I’m there, you’re not.

Following on from my previous post realting to a journalists authority, this piece by Jay Rosen is an interesting exploration of the origins of authority in journalism. When it is possible for anyone who is “there” to publish or transmit their own experiences to a wide audience, how can a journalist lay claim on “authority”?



Over on The Drum yesterday, Tim Dunlop has nailed one of the biggest problems facing journalism in the digital age:

The collapse of the funding model on which media relied is one thing, but even more worrying is the self-aggrandisement of the audience that has accompanied it.

This development raises the most vital question confronting the media today: just how did the audience for news, the famed ‘punters’ of newsroom banter and contempt, ever get it into their heads that they were entitled to question the way journalists went about their jobs rather than continue, ad infinitum, to passively consume whatever editors in a fiscally prudent limited number of outlets fed them?

How did these same punters ever think that their role in society was anything more than to allow themselves to be aggregated into homogenous demographic categories that were sold by media organisations to advertisers for unchallenged profit?

And what ungodly devil’s spawn of misinformation found its way into the water supply and convinced ‘the audience’ that they should be allowed to bypass the righteous gatekeeping of the mainstream media (peace be upon it) and fooled them into thinking that they, too, could have a role in contributing to public discourse?

This insidious invention, the Frankenstein monster of tenured academics alive during the discredited 1960s, has completely overturned the natural order of tenured news gatherers.

Armed with this new tool of mass dissemination, an unlikely number of ‘readers’ have convinced themselves that they are also actually ‘writers’ and they fill up their ‘blogs’ (an abbreviation for blah-blah-blah catalogue), their Twitter feeds, their Facebook pages, and, heaven-forfend, the ‘comments boxes’ on the websites of the mainstream media with their thoughts on subjects.

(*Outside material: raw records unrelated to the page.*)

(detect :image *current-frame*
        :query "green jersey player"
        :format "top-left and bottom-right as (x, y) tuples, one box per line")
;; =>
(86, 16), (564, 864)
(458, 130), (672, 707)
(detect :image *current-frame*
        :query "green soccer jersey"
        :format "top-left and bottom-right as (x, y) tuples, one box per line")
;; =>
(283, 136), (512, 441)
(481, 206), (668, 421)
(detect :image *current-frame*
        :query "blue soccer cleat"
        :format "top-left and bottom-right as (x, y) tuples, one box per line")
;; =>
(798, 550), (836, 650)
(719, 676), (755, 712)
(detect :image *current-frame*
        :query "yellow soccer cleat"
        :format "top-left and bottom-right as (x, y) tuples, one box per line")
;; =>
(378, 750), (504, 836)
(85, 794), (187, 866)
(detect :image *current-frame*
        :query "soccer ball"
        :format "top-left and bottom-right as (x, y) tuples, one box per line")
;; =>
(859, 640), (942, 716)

This is the attitude that seems to be common among many news organizations and among journalists themselves. “How dare the audience think it can do what we do?”. Journalists can no longer rely on the authority that is granted to them by access to the means of distribution; self publishing is free and easy, knowledge flows openly, and there is a community of peer to peer reporting and commentary that is threatening the traditional role of the journalist.

What Tim Dunlop has identified is the resistance from journalists to the changing dynamics of the news industry. How are journalists going to retain their authority in an age when anyone can self publish? I don’t think it’s going to come from shutting themselves off from the wider knowledge community through paywalls. They will not earn the respect of their readers by belittling bloggers; anyone who has looked at the NBN coverage in Australia will know that a blog can cover news as well as, and often better than any newspaper.

I think we are entering an age where journalists will gain their respect and voice by engaging with the citizen reporters, bloggers and journalists and becoming a part of the conversation that already exists around news.

What is the role of the journalist in open journalism? Does the journalist have a role at all? Is it one of curator as author? How does citizen journalism fit in to this?